In between those events Goodreau charts her own journey. She is living in Canada, and few people understand Ian's outbursts on shopping trips (which are few) or his penchant for pouring things on the floor (like wine or flour) when the family is invited to visit friends (and the friends become fewer). She tries to fend for herself, and yet is amazed at what Ian's Special Education preschool teacher is able to do. Attending a parents' meeting, watching a video of the children, she wonders: "Who is this kid? I didn't know my son could sign and follow directions."

In fact, "he looks like a different boy than the Ian we live with at home. We are strangers who live together. We look at each other, but he doesn't see our family. ... Silence and screams are his language, and we can't understand."

Much later, a compassionate presenter tells another assembly of parents "about the secret child we dream about when we're expecting a baby. We fasten our dreams and hopes on this baby. When our child has disabilities, we have to accept our child is different from the one we dreamed about. We need to grieve in our own ways for the child we thought we had, and for the death of our dream." And Goodreau learns that others can help.

She will be signing her book at the Rowell Family Empowerment Center, 3075 Cohasset Road in Chico, Friday, December 13, from 6:00-8:00 p.m. Call (530) 899-8801 for details. All proceeds from the book sale will go to the organization, which offers "support, education and advocacy to parents."

Sunday, December 01, 2013

A provocative study of evil from a former Chico State University professor


"Moral Evil" ($32.95 in paperback from Georgetown University Press; also in Amazon Kindle format), by Andrew Michael Flescher, might seem a strange holiday topic. Yet, ultimately, while fully recognizing the sometimes horrifying nature of human existence, it is a book of measured hope.

Andy Flescher taught in the Religious Studies department at Chico State University and is now, according an author's note, "a member of the Core Faculty, Program in Public Health, associate professor of preventive medicine, and associate professor of English at Stony Brook University" in New York. But put all that aside. His probing study of moral evil (and natural evil, too, such as a devastating tsunami) is brilliantly clear and mostly jargon free, well worth pondering.
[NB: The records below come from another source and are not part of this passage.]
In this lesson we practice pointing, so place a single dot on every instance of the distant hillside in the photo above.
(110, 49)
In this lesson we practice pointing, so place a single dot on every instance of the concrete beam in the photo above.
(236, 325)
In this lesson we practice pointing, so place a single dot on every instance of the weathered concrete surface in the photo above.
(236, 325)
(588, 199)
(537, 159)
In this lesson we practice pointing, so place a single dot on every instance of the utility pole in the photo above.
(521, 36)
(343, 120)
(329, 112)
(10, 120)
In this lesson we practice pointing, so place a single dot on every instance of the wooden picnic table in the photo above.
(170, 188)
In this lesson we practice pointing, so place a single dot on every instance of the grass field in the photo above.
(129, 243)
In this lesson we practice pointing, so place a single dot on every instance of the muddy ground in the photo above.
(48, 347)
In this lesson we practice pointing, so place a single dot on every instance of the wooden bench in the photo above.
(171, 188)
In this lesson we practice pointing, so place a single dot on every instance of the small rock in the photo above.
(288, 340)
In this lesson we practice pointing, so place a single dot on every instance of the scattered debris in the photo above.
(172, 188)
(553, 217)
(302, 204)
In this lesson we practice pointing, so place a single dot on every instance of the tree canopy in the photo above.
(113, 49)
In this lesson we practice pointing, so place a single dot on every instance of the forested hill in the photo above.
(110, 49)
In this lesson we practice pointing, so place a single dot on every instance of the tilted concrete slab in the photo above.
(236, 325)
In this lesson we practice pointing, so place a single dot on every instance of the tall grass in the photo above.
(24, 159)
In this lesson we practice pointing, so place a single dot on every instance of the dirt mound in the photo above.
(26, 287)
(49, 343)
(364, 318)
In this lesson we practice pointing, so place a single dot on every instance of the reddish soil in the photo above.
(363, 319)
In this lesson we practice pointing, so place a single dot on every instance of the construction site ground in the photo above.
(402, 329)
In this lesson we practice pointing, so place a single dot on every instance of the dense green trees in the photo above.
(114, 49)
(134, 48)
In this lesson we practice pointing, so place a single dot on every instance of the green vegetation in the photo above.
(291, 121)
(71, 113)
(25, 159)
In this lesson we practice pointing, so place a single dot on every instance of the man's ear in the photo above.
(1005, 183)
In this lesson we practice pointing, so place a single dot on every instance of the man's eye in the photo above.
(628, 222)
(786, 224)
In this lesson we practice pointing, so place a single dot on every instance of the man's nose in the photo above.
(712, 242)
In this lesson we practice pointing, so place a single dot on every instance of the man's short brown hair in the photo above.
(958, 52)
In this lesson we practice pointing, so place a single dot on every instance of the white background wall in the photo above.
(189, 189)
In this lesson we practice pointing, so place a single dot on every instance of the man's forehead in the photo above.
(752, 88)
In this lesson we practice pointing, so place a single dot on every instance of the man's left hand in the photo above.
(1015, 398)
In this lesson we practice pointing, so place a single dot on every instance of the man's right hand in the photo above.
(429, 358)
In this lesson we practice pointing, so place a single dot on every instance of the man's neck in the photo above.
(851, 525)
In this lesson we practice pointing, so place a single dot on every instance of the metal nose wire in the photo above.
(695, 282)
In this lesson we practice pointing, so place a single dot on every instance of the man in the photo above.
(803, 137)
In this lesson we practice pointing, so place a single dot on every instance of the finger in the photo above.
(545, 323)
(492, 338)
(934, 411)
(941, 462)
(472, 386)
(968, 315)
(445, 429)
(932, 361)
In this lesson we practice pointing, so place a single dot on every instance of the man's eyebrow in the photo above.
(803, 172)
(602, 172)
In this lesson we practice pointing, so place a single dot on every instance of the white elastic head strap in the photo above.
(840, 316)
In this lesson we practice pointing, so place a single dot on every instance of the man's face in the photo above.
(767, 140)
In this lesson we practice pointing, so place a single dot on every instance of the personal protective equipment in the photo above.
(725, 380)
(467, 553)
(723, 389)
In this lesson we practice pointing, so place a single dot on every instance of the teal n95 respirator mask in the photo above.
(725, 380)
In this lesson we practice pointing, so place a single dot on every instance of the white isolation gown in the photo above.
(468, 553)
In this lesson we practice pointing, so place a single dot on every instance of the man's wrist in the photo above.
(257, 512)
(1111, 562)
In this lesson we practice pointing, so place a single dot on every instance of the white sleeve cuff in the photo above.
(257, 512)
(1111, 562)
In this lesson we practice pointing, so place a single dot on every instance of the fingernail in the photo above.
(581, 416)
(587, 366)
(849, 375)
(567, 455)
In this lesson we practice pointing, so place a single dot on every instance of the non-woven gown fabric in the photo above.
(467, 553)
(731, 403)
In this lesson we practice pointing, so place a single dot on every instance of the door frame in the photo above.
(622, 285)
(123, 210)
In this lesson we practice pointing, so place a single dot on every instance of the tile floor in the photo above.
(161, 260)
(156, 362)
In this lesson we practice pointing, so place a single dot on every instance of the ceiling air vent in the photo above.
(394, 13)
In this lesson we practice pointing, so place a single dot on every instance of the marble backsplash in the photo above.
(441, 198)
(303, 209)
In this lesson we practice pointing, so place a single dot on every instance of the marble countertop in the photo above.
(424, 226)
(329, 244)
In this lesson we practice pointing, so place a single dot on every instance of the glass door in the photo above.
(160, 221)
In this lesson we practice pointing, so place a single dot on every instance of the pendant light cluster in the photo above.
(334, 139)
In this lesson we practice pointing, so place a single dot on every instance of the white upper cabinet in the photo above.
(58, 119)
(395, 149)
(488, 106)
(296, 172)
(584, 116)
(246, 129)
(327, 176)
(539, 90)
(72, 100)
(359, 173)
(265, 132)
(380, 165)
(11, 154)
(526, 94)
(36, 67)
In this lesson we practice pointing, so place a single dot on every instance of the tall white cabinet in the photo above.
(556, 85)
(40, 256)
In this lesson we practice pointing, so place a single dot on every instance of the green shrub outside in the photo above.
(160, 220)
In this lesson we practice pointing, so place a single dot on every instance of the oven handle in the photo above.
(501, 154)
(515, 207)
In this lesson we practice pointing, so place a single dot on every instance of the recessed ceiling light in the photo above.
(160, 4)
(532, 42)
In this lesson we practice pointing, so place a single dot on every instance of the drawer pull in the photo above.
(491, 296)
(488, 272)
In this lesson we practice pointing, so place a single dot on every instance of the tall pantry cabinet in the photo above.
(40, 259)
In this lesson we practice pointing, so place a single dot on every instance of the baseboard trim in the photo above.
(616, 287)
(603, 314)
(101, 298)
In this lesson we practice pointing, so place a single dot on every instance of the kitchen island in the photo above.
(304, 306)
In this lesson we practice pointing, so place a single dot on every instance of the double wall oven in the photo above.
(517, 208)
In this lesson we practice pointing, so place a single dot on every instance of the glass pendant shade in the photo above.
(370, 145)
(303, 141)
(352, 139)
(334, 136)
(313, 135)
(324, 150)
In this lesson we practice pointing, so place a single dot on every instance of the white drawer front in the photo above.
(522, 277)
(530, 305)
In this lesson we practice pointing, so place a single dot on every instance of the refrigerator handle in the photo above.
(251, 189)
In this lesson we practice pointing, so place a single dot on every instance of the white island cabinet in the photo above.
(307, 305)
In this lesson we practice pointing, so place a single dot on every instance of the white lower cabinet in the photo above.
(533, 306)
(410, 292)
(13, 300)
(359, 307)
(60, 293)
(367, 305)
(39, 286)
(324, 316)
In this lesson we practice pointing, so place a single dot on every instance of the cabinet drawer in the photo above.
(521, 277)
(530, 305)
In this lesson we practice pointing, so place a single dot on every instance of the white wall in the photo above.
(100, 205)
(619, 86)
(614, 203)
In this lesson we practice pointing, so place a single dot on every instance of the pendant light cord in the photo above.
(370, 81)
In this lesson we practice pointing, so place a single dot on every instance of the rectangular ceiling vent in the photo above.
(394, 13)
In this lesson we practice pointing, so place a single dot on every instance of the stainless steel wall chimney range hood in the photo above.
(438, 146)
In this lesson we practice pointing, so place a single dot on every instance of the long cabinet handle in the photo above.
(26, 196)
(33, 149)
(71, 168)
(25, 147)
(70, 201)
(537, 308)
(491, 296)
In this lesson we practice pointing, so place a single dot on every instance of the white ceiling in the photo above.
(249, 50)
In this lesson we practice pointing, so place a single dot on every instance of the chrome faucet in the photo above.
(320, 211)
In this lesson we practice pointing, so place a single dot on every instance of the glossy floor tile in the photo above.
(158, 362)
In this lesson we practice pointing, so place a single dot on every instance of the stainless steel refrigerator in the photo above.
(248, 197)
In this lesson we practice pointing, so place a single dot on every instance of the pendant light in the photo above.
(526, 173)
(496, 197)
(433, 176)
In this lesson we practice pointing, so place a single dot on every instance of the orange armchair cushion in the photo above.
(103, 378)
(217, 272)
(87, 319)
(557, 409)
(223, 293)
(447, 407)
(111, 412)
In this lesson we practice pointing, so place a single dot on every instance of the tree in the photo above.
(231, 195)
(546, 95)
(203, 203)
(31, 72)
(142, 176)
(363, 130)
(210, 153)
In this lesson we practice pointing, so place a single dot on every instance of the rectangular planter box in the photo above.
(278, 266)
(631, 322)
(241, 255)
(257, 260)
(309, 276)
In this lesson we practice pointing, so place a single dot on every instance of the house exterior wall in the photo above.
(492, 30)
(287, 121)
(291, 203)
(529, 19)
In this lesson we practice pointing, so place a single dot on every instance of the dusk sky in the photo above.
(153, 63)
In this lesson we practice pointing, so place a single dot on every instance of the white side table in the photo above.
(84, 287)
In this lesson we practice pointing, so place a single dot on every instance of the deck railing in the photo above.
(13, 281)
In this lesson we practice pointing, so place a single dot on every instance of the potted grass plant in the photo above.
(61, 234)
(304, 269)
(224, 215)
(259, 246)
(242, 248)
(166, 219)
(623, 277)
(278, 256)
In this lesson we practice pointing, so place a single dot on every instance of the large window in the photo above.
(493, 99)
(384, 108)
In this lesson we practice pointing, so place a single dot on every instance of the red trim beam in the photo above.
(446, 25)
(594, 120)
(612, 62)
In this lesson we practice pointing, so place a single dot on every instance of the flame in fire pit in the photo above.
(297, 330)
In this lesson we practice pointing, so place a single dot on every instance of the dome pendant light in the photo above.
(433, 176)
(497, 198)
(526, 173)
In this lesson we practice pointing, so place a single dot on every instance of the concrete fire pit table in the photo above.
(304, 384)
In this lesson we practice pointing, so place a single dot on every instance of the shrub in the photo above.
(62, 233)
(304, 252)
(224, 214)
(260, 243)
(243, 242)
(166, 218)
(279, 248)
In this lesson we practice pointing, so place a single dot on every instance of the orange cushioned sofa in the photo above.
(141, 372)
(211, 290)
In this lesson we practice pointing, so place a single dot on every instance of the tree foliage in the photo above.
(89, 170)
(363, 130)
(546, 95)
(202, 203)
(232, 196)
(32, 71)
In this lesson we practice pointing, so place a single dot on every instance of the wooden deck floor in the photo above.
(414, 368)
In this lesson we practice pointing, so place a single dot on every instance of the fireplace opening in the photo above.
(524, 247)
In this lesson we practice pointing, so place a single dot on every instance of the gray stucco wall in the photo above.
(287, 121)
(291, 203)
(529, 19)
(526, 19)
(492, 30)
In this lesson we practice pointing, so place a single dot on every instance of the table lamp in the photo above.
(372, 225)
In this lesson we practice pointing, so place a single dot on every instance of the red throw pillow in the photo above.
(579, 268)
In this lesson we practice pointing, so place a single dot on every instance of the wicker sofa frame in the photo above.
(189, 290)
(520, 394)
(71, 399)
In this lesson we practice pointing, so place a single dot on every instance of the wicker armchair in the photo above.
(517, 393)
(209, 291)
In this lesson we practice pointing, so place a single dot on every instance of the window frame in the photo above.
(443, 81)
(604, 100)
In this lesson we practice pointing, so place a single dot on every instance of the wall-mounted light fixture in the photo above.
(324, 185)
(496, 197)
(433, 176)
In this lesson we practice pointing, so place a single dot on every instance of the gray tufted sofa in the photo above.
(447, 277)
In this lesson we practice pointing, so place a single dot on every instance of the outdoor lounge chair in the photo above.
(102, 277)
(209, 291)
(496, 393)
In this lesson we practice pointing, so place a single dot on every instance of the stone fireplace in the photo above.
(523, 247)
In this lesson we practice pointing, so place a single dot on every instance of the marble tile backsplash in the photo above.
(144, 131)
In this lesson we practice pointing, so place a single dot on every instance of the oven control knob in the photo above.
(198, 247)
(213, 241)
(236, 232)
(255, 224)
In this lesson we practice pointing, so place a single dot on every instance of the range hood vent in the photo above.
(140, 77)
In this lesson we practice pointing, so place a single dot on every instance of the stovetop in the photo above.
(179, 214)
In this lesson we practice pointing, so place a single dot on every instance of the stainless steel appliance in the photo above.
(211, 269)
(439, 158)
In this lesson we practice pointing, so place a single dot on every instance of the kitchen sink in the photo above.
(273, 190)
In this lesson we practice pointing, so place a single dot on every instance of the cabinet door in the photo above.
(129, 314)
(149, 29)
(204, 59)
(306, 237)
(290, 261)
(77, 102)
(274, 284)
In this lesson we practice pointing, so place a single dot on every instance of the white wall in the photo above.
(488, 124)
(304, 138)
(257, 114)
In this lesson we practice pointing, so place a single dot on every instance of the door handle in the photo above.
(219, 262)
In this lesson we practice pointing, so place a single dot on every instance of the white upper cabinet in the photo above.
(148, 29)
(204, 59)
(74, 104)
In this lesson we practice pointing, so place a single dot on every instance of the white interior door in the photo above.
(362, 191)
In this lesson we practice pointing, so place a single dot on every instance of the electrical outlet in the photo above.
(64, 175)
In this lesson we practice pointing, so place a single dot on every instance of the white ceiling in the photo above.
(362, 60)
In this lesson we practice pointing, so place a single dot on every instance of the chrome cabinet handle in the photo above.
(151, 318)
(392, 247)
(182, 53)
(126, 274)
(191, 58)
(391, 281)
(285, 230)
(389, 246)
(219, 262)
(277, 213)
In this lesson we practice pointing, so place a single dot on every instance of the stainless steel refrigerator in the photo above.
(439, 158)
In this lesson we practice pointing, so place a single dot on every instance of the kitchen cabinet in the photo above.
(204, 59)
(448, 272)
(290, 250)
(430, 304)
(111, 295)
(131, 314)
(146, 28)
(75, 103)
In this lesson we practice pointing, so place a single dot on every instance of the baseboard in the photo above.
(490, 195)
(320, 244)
The core of the book is a description of four (sometimes overlapping) ways of looking at moral evil, each put in conversation with the others. In the last chapter Flescher moves from description to prescription, suggesting the most satisfying (and hopeful) understanding of moral evil involves combining Augustine's evil-as-privation view with Aristotle's virtue ethics view of character development.

Augustine's view sees "evil as the absence of goodness," a lack of being what we should be when we do what we shouldn't or fail to do what we ought. We are no stranger to this evil--it seems part of the human condition.

A second view of moral evil envisions it in Manichean terms, evil as a substantial opposing force "radically separate from the good." This is "evil as the presence of badness"; the battle against evil may never be won. A third view proposes a theodicy, a justification of the ways of God to man, suggesting that evil is really a kind of good if we could only understand the larger picture. It is"evil as the presence of goodness." Finally, evil is only in the eye of the beholder, just a label some people slap on the actions of those they don't like. It is "evil as the absence of badness."

For Flescher, evil is a privation; in response we must "introduce goodness" with "actions that reveal a commitment to the building and rebuilding of human community and connection" and "go out of our way to choose the good." There is Hope.